The media landscape serves as an echo chamber, reinforcing pre-existing beliefs and rarely providing a balanced viewpoint. This can lead to misinformation, mistrust, and further radicalisation of political stances.
Further complicating the media landscape is the foreign ownership, particularly from Germany, of the majority of Polish opposition press. This foreign control can skew public perception.
But most importantly, the political animosity in Poland is deeply rooted in the nation’s tumultuous history, which has been characterised by struggles for survival against foreign invaders and oppressive regimes. From the partitions of the late 18th century to the fight against Nazi occupation and subsequent Communist rule, Poland has a longstanding tradition of battling for its independence and sovereignty.
This fight against external influence extends to modern politics. While not direct descendants, PiS and PO can be seen as contemporary manifestations of factions that have existed since the 17th century, advocating either for foreign collaboration or national independence.
PO, founded in 2001, initially positioned itself as a pro-European party, focusing on integrating Poland into Western European institutions. This approach garnered them support among those who sought economic prosperity through association with stronger European economies. However, critics argue that this stance can sometimes come at the expense of national sovereignty.
PiS, founded in 2001 too, draws its ideological lineage from the Solidarity movement that opposed Communist rule. PiS advocates for a strong, independent Poland and often adopts a sceptical stance toward European integration. While their approach has appealed to a large segment of the population who value national sovereignty, it has also led to accusations of isolating Poland from its Western allies.
This political division can be interpreted as a continuation of Poland’s historical struggle against foreign influence, with one side advocating for stronger ties with international organisations as a safeguard, and the other insisting on independence and national sovereignty as the path to security and prosperity. The tension between these viewpoints are rooted in centuries of political polarisation.
This situation creates difficult conditions for democracy and the risk for one political party to go too far in its fight. This is why the Polish democracy is endangered today, but not by those who are usually accused by foreign powers of undermining it.
Those who accuse PiS of engaging in anti-German rhetoric or conducting a hateful campaigns against PO are omitting a fact, which the Western press as a whole ignores: PO’s political trials programme. Yes, you read correctly.

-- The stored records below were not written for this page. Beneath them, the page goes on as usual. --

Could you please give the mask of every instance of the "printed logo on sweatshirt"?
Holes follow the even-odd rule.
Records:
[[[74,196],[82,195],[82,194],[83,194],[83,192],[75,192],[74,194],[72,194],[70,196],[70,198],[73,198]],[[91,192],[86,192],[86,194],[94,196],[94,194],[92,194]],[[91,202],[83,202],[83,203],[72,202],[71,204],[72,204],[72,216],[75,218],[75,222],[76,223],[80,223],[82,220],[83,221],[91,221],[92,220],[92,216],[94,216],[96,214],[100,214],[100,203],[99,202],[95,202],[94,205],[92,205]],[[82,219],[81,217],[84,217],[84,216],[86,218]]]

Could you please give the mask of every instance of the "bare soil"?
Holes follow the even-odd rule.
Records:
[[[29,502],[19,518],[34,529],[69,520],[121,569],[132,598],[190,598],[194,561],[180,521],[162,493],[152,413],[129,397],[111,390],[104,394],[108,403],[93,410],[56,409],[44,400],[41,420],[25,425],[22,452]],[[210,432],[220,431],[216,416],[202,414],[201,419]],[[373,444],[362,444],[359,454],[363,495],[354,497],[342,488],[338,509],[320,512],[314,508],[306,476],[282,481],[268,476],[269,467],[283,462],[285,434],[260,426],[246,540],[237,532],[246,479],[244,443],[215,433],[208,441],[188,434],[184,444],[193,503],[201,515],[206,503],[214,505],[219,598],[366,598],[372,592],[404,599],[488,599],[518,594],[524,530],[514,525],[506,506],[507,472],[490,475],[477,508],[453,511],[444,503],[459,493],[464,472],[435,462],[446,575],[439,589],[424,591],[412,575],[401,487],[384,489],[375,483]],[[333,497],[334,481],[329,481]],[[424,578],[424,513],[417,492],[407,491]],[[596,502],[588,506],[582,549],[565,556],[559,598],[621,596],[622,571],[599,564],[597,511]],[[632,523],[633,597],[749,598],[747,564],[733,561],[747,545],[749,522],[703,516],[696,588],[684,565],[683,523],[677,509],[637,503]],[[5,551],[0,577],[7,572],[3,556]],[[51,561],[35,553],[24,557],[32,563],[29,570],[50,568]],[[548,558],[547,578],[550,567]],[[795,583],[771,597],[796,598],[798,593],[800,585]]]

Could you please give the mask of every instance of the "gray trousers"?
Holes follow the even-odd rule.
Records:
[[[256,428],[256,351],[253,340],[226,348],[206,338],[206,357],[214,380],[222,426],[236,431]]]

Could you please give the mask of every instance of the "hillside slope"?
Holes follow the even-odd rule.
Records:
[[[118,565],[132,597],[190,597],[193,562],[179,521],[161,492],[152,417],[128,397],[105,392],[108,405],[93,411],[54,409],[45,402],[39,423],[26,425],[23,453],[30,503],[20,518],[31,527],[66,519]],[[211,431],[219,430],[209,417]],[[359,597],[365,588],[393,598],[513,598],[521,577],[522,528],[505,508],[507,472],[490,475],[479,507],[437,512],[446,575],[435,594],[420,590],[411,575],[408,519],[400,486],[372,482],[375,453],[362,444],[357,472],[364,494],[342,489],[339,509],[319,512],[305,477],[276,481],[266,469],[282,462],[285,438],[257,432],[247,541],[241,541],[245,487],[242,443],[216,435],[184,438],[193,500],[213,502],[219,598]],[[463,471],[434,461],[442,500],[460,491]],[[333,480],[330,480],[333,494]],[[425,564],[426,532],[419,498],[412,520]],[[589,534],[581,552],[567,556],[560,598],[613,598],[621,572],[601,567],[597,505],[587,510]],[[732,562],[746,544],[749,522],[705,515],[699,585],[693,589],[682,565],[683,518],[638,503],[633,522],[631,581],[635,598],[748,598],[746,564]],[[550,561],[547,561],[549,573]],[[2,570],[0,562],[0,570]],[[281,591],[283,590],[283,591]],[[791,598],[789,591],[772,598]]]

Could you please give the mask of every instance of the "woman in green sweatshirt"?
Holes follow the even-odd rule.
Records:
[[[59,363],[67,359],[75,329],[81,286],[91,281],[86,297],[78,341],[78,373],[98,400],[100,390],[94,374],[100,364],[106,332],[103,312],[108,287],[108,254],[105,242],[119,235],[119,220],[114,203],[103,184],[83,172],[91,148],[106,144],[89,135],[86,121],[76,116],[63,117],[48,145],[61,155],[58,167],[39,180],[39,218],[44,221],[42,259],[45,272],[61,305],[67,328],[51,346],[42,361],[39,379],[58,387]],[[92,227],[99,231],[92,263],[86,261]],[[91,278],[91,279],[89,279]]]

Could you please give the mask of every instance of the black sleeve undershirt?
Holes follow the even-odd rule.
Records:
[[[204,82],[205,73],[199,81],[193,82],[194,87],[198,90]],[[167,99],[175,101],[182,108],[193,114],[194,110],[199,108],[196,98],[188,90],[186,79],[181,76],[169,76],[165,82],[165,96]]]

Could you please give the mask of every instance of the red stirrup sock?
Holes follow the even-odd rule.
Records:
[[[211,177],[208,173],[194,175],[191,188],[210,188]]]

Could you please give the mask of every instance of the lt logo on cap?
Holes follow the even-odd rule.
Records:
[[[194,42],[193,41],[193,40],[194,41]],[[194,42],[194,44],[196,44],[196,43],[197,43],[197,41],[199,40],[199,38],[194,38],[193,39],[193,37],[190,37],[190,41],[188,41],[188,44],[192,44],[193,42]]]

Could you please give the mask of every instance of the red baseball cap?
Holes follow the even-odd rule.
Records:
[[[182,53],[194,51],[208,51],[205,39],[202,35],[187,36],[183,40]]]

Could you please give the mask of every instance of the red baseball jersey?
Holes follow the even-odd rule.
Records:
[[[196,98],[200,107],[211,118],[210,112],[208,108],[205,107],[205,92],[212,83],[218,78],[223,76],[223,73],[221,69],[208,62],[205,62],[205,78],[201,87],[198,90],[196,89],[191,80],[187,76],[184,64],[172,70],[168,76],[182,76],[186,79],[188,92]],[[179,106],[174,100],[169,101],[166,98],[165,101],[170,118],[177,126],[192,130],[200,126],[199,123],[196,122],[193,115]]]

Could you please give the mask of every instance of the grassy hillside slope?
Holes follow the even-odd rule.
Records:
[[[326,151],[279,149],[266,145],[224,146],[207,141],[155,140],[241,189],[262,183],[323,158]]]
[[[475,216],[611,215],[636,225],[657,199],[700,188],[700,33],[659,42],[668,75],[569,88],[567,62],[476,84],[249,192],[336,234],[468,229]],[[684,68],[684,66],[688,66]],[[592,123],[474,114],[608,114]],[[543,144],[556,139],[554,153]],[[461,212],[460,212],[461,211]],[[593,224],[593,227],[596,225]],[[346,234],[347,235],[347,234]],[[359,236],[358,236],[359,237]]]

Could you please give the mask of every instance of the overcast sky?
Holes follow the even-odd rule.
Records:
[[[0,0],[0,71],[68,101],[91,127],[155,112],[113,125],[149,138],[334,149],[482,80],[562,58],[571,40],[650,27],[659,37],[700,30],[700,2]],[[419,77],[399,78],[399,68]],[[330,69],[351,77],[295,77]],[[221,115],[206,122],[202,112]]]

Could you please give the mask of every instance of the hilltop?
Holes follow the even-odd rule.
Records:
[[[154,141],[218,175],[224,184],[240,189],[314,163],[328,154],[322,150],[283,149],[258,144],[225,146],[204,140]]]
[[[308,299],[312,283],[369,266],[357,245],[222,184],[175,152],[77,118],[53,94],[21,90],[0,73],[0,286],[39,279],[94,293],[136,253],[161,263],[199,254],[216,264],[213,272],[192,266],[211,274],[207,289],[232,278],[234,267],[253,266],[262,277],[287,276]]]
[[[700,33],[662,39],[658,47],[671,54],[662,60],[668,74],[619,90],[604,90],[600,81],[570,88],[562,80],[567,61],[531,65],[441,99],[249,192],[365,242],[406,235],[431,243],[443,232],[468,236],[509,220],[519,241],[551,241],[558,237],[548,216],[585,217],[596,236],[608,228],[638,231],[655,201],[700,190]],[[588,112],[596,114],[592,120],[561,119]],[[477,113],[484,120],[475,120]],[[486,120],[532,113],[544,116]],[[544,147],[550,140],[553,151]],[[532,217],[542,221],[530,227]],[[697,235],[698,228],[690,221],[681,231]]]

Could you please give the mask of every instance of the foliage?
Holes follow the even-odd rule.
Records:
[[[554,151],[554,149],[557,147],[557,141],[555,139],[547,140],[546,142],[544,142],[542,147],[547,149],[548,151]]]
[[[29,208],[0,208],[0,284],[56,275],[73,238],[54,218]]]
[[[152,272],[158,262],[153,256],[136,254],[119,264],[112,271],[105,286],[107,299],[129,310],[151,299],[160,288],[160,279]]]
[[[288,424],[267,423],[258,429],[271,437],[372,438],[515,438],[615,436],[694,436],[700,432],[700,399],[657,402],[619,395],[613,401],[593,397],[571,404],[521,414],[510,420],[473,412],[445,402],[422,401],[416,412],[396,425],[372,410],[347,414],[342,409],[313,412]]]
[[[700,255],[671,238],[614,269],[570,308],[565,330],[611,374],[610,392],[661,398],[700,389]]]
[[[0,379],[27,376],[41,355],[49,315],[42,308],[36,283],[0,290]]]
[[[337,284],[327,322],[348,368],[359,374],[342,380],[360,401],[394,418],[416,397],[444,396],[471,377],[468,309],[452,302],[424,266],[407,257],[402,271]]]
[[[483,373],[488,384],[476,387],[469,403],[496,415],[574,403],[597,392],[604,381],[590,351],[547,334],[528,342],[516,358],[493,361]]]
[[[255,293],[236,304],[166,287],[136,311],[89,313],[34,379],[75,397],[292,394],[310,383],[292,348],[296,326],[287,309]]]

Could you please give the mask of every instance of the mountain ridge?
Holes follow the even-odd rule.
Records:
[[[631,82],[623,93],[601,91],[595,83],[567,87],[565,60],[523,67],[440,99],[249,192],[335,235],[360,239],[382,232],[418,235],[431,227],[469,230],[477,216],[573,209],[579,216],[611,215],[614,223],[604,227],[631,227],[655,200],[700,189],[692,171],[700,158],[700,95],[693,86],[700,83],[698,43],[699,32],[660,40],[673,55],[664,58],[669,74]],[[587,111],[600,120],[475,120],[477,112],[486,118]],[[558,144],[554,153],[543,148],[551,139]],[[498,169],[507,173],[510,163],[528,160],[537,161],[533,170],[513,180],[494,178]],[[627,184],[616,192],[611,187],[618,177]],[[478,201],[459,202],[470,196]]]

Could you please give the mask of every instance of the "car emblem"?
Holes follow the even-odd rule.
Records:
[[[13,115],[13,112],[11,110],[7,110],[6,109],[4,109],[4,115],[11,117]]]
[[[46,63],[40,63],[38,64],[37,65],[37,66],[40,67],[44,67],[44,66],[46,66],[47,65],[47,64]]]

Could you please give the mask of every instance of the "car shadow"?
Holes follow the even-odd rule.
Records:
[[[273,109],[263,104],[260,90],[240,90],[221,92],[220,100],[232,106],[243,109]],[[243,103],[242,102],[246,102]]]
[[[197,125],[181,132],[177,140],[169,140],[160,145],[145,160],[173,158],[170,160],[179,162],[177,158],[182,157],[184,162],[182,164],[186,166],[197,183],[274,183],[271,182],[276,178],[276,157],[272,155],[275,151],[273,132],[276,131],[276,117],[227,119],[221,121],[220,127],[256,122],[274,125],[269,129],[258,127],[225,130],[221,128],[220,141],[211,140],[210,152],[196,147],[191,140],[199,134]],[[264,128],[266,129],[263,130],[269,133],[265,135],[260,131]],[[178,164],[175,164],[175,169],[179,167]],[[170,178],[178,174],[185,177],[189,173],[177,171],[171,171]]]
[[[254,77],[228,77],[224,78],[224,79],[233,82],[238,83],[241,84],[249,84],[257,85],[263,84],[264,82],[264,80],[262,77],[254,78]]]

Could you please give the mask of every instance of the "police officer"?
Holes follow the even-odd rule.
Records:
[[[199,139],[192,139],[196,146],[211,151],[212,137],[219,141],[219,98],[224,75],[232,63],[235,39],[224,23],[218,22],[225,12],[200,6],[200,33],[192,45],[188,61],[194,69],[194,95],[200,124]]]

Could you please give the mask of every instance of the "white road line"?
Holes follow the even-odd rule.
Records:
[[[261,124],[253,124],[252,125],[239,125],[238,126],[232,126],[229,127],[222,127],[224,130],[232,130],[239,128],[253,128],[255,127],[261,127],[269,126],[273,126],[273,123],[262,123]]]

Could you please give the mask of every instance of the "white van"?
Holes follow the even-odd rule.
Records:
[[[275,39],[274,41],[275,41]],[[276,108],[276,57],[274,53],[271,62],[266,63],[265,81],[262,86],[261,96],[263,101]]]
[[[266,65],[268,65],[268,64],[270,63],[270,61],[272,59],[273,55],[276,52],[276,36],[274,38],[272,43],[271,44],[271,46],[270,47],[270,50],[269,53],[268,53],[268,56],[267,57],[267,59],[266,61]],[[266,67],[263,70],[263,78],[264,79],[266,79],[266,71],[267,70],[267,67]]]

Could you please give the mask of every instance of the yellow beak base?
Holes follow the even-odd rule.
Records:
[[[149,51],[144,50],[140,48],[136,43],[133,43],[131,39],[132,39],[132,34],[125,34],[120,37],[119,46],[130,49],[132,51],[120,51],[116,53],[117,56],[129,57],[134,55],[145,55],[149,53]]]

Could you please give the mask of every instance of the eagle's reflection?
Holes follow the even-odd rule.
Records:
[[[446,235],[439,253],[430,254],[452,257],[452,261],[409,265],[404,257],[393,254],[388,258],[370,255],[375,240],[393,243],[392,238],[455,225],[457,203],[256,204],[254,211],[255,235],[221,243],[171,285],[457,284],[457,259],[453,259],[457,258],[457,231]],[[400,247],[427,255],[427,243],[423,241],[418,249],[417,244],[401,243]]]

PO has accused PiS of various forms of malfeasance, labelling it as authoritarian. These allegations, however, are incongruous when viewed against the backdrop of PO’s own proposed measures — measures that could be described as punitive and targeted against political rivals.
PO has announced its intent to prosecute several high-profile members of PiS, through both the State Tribunal and criminal proceedings.
For instance, they aim to bring Andrzej Duda, the President, to the State Tribunal for allegedly refusing to accept the oaths of three Constitutional Tribunal judges and for the application of presidential pardons to certain individuals.
Additionally, they target Adam Glapiński, President of the National Bank of Poland, suggesting he has failed in his obligation to combat inflation — despite inflation being a multifaceted issue not solely under the purview of the central bank.
Moreover, the Civic Platform’s plan extends to filing criminal charges against various other individuals — ranging from Jarosław Kaczyński, accused of attempting to change the political system, to lower-level officials like those accused of procuring faulty respirators.
The expansive list of individuals and the nature of the accusations levelled against them indicate a strategy aimed at incapacitating the effective functioning of PiS. This method of systematically targeting political opponents for legal scrutiny bears resemblance to political purges rather than democratic oversight.
Contrary to what some may think, such tactics diverge significantly from Western political norms. In democracies, political disagreements are generally resolved through electoral competition and parliamentary debates, not through legal actions that might be perceived as politically motivated.